De avond voordien, 20 november 1989, kwamen de vertegenwoordigers van Herri Batasuna samen in het hotel “Alcalá” te Madrid, om te dineren en de strategie voor de zitting van de volgende dag voor te bereiden. Twee gemaskerde mannen stapten op hen af en vuurden meermaals met een wapen. Muguruza (31 jaar) overleed ter plekke en Iñaki Esnaola werd zwaar gekwetst. Jon Idigoras ontsnapte als bij wonder aan de dood. Twee ultrarechtse daders werden gearresteerd: Ángel Duce en Ricardo Sáenz de Ynestrillas.

Julen Mardariaga

Josu Muguruza Guarrotxena werd geboren in de wijk Rekalde te Bilbo in 1958. Hij was journalist en leider van de Izquierda Abertzale.
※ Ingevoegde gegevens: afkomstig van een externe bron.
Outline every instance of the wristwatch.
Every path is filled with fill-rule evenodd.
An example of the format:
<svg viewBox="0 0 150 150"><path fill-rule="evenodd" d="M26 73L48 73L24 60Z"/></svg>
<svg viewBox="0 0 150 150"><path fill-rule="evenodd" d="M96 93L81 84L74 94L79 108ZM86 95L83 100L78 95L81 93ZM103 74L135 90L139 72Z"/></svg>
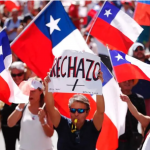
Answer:
<svg viewBox="0 0 150 150"><path fill-rule="evenodd" d="M16 106L16 108L15 108L16 110L18 110L18 111L23 111L23 108L19 108L19 106L17 105Z"/></svg>

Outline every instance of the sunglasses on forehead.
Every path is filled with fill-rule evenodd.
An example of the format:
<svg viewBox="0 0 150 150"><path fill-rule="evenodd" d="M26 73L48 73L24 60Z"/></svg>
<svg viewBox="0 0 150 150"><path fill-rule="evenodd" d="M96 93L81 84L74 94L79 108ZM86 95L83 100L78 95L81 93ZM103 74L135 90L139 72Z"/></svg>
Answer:
<svg viewBox="0 0 150 150"><path fill-rule="evenodd" d="M135 52L137 52L138 50L143 51L144 49L143 49L143 47L140 46L135 49Z"/></svg>
<svg viewBox="0 0 150 150"><path fill-rule="evenodd" d="M84 113L85 111L87 111L88 109L82 109L82 108L78 108L78 109L75 109L75 108L70 108L70 112L71 113L76 113L76 111L81 114L81 113Z"/></svg>
<svg viewBox="0 0 150 150"><path fill-rule="evenodd" d="M16 77L16 76L21 77L23 74L24 74L24 72L21 72L21 73L18 73L18 74L11 73L11 76L12 77Z"/></svg>

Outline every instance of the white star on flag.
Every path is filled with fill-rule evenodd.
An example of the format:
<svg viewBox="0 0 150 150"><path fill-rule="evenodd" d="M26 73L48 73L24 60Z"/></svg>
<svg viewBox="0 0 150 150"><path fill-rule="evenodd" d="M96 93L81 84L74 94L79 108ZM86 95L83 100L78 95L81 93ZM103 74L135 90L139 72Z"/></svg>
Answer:
<svg viewBox="0 0 150 150"><path fill-rule="evenodd" d="M104 15L106 15L107 17L109 17L109 15L112 15L112 13L110 11L111 11L111 9L105 10L105 14Z"/></svg>
<svg viewBox="0 0 150 150"><path fill-rule="evenodd" d="M117 58L117 61L119 61L120 59L123 59L123 57L119 54L118 54L118 56L115 56L115 58Z"/></svg>
<svg viewBox="0 0 150 150"><path fill-rule="evenodd" d="M50 34L52 34L54 30L61 31L57 25L59 23L60 19L61 18L54 20L53 17L50 16L50 22L46 24L46 26L50 28Z"/></svg>

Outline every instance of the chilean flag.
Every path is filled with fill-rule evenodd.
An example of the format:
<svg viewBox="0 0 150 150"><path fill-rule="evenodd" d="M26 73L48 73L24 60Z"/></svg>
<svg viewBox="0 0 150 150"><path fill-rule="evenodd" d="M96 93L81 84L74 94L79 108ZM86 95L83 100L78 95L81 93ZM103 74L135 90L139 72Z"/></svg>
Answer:
<svg viewBox="0 0 150 150"><path fill-rule="evenodd" d="M41 78L44 78L63 50L86 50L81 33L72 24L60 1L52 1L25 28L11 49Z"/></svg>
<svg viewBox="0 0 150 150"><path fill-rule="evenodd" d="M131 79L150 81L150 65L123 52L110 50L111 60L118 82Z"/></svg>
<svg viewBox="0 0 150 150"><path fill-rule="evenodd" d="M13 81L9 66L12 63L12 54L6 32L0 33L0 100L10 105L11 103L27 103L28 97L23 95Z"/></svg>
<svg viewBox="0 0 150 150"><path fill-rule="evenodd" d="M109 47L127 53L143 29L119 8L105 2L96 21L94 19L87 30Z"/></svg>
<svg viewBox="0 0 150 150"><path fill-rule="evenodd" d="M134 20L143 26L150 26L150 1L138 1L134 12Z"/></svg>
<svg viewBox="0 0 150 150"><path fill-rule="evenodd" d="M54 56L58 57L64 50L84 50L92 53L60 1L50 2L15 39L11 48L41 78L44 78L52 67ZM119 86L104 65L102 71L105 72L103 95L106 115L97 149L112 150L117 148L118 137L124 132L127 106L120 100ZM68 99L72 95L54 93L55 104L61 114L67 117L69 117ZM86 96L91 103L89 115L91 119L96 110L95 97Z"/></svg>

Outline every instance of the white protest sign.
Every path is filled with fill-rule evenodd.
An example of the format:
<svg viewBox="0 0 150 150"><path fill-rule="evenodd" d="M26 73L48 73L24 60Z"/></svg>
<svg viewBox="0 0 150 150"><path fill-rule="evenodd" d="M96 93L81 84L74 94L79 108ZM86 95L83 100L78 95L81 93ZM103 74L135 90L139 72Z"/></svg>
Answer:
<svg viewBox="0 0 150 150"><path fill-rule="evenodd" d="M66 50L55 59L48 91L102 95L102 82L97 77L99 69L97 55Z"/></svg>

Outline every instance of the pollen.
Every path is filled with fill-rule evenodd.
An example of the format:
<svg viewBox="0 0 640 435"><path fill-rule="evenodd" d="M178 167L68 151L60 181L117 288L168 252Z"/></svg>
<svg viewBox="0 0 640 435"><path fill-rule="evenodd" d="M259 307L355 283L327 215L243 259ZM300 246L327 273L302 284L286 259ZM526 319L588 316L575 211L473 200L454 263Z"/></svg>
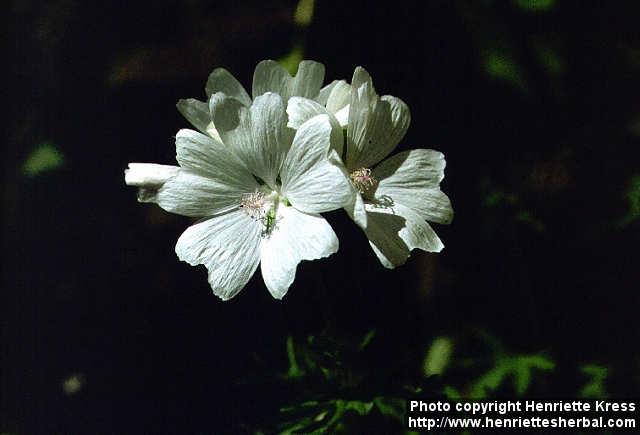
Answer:
<svg viewBox="0 0 640 435"><path fill-rule="evenodd" d="M262 220L265 215L264 205L266 198L263 192L256 190L253 193L245 193L240 201L240 208L252 219Z"/></svg>
<svg viewBox="0 0 640 435"><path fill-rule="evenodd" d="M369 168L356 169L349 177L353 186L360 193L366 193L378 184L378 180L371 175L371 169Z"/></svg>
Aanvankelijk studeerde hij Pedagogie aan de universiteit van Bilbo, maar ruilde al vlug die faculteit om over te stappen naar een school voor journalistiek in Lejona (Bizkaia).

Samen met een aantal studenten (uit Biskaia en Gipuzkoa) van de Jezuïetenuniversiteit in Deusto, richtte hij de organisatie EKIN (actie) op. In tegenstelling tot het traditioneel Baskisch nationalisme was Ekin heel wat radicaler. De verstandhouding tussen Ekin en PNV bereikte hierdoor al vlug een dieptepunt, en eind 1958 was de breuk onherstelbaar geworden. In 1959, na de samenwerking EKIN-EGI (EGI was de jeugdorganisatie van de PNV) werd ETA opgericht. De advocaat Iulen Madariaga was één van de stichters en één van de eerste leiders van ETA. De jaren 1963-64 waren gekenmerkt door een aaneenschakeling van razzia’s tegen ETA, en uit die noodsituatie werd beslist om Madariaga uitzonderlijk te benoemen tot “Buruzagi” (enige leider), met alle volmachten voor een periode van 6 maanden. Dit feit is uniek in de geschiedenis van de organisatie. Hij zag zich, wegens de noodsituatie, verplicht uit te wijken naar Iparralde, waar hij in 1986 de Franse nationaliteit verwierf.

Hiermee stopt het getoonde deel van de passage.